When you install the package, the crate source gets dumped into (rather arbitrary) /usr/share/rustsrc/$crate-$x.$y.$z with a symlink from $crate-$x.$y for Cargo.toml path convenience. I made the guess that x.y would be good enough to at least verify the approach, and so far I’ve hit other problems first. Note that I completely ignore Cargo.lock - I’m sort of unclear on whether that’s a bad thing, or expected.

So! I eventually have an example non-library Rust thing that I’m trying to build in this environment (in my case “cargo” itself). The debian/rules packaging script currently tries to build this with CARGO_HOME set to a temporary (empty) local directory to isolate from the local user’s settings, and I run ./configure --prefix=/usr (works fine), then make (and cargo build --release fails).

Some issues:

  • As far as I can see, cargo insists on updating the crates.io registry, even though there’s no dependency (afaics) which is using crates.io. Should I create a dummy registry checkout in order to prevent this?
  • Cargo goes ahead and ignores all my Cargo.toml path-rewriting work, and downloads all the crates from crates.io again, including things like winapi that shouldn’t even be in the dependency chain after my edits! Any suggestions on where cargo is getting this idea of the dependency graph from?

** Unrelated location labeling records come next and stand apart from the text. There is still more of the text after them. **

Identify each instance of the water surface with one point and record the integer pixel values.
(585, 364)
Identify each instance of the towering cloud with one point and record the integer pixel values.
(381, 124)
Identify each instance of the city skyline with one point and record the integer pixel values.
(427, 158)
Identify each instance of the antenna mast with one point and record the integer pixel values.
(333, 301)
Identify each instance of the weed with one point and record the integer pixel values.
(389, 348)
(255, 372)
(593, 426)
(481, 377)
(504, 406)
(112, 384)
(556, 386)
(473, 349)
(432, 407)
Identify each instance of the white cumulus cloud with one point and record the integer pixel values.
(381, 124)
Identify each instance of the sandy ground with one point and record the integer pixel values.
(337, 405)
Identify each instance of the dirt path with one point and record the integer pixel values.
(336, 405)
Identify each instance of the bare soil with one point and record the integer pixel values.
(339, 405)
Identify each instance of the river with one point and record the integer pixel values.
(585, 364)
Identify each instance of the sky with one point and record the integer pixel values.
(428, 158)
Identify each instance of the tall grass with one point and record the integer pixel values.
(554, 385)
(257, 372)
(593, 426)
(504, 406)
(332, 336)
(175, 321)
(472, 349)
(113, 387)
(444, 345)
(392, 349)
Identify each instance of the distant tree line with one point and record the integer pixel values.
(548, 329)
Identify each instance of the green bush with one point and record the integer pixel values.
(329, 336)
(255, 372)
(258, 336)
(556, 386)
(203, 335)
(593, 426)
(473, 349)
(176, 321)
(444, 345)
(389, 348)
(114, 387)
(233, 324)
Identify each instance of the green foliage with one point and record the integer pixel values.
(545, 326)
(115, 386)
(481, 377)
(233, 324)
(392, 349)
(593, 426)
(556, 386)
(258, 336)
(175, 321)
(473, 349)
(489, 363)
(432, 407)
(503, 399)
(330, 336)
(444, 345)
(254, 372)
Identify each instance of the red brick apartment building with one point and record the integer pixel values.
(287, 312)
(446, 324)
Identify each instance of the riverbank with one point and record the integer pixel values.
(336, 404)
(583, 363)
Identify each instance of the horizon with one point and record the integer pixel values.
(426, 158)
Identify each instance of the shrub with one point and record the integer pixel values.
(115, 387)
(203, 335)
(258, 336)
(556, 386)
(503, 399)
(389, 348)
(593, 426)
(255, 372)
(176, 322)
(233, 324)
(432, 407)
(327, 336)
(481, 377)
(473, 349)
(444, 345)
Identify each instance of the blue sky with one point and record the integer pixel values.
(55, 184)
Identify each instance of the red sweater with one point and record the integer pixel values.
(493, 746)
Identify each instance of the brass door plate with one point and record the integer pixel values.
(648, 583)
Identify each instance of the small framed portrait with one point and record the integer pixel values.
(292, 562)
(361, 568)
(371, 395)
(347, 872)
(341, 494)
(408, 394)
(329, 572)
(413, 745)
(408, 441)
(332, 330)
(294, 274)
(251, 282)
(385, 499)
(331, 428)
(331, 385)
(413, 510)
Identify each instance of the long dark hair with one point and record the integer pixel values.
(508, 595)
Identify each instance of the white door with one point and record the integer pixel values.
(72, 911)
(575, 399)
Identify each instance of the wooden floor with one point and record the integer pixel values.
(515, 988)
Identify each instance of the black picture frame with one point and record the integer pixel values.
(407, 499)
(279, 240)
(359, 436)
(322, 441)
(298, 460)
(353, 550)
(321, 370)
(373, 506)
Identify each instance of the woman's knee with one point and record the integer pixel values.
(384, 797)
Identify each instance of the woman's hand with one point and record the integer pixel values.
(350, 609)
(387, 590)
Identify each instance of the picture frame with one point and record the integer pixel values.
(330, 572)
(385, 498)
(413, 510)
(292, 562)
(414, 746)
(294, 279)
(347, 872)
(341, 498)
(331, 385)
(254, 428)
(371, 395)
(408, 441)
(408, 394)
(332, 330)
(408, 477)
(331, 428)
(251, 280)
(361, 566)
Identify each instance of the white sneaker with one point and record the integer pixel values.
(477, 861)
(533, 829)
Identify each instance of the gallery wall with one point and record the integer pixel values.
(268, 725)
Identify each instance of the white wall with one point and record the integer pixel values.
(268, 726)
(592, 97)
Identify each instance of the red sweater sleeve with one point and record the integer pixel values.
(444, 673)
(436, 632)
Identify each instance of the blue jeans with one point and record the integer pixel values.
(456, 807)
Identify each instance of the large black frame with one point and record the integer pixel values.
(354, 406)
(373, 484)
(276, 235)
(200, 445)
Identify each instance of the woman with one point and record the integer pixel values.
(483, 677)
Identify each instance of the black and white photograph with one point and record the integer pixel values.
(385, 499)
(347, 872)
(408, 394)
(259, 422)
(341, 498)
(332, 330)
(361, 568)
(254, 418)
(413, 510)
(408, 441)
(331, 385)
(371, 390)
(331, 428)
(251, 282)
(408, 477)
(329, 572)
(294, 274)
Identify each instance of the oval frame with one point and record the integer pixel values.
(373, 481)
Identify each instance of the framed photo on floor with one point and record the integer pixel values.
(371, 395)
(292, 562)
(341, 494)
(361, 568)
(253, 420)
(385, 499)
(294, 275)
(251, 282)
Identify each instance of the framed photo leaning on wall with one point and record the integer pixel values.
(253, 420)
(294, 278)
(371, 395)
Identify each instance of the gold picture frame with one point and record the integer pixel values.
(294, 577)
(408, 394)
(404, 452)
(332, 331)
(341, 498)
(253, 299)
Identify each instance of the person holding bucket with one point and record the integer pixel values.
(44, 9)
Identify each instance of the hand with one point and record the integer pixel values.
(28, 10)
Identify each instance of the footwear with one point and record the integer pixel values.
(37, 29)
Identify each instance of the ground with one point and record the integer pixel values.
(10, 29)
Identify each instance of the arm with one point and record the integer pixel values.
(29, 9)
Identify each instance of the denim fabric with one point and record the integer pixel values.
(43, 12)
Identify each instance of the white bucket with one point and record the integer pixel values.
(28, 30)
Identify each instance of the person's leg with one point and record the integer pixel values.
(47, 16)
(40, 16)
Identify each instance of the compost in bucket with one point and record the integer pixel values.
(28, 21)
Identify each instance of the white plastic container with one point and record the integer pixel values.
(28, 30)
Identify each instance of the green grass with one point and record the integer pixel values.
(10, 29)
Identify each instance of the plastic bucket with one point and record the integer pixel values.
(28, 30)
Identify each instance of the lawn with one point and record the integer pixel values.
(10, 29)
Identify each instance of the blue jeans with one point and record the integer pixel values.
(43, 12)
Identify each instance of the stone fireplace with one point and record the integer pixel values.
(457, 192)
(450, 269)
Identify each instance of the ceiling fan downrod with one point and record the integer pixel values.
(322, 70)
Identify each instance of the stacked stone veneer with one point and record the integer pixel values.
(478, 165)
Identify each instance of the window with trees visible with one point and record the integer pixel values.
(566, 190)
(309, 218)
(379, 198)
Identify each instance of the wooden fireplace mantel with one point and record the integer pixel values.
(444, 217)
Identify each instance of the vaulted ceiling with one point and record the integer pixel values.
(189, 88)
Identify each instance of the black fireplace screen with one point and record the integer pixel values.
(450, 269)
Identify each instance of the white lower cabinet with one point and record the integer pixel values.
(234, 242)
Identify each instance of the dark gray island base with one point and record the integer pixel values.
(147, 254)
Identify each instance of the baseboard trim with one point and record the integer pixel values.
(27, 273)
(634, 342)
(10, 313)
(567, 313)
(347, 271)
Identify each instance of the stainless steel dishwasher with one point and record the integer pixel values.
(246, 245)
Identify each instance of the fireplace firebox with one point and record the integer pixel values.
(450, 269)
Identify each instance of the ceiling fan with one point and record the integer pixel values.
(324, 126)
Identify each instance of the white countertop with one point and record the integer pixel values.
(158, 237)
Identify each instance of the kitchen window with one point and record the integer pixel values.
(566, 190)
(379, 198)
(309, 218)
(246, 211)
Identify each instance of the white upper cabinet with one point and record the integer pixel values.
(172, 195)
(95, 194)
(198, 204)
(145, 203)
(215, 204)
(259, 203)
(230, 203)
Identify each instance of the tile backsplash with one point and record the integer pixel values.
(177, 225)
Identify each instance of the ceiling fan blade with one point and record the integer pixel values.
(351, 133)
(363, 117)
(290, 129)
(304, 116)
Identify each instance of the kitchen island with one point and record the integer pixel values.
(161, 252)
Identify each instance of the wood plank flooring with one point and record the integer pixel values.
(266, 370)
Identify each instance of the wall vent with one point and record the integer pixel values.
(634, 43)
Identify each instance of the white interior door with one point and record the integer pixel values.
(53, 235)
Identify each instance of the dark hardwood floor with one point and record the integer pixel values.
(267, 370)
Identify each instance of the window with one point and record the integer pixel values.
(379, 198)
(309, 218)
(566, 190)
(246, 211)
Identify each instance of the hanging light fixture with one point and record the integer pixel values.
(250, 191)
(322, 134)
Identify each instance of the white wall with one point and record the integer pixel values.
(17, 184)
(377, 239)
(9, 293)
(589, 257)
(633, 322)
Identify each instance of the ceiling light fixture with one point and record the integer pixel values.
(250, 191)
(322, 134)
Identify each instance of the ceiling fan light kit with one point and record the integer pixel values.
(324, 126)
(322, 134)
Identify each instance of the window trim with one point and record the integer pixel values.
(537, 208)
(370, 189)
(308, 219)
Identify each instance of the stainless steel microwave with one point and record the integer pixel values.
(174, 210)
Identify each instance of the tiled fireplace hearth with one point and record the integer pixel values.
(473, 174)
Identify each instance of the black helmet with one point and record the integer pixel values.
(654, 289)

Note all of this is all entirely unrelated to the cargo package recently actually added to Debian unstable. That package uses a simpler (working!) build approach - I’m trying to explore the more general challenge of building cargo-using apps without vendoring all the dependent crates.

3 Likes

I'd be interested in hearing more about this.... if anything, we've had an under specified problem, I'd think.

Just wanted to say thanks for all the work you've put into blazing the trail here!

This is being worked on in Need ability to add dependencies based on `#[cfg()]` · Issue #1007 · rust-lang/cargo · GitHub / https://github.com/rust-lang/rfcs/pull/1361

This was a reason I suggested the possibility of adding a make dist style cargo command, especially if the other option on the table is each distro manipulating the Cargo.toml which I have no interest in managing.

I use -Wl,-z,relro,-z,now in my build of Rust for Yocto. Its a fork from a previous repo and is a bit of a mess but I’m working to clean it up. The repo is called meta-rust.

I’ve actually landed a patch in Rust master to treat i386, i486, i586, and i686 in mk/platforms.mk recently. It had already done i386 and i686. Yocto also targets i586 and the meta-rust I cloned my repo from had been patching that spot for some time.

Sorry for interfering. Any plans for two specific things:

  1. Binding to custom crate repositories?
  2. Allowing to release pre-built artifacts for crates?

Thanks

@gus Thanks for working through all that and giving us the details. Next week the Rust team is meeting in person and we’ll try to regroup to understand the problems you are dealing with, how Cargo can ease them.

@target_san

  1. It is possible to use other repos than crates.io, though not super tested in the wild. See this unit test, which frobs registry.index in .cargo/config. @alexcrichton says you might also want to look at the implementation of cargo-vendor.

  2. I don’t think there are specific plans for releasing binaries, though it’s known to be a desirable feature.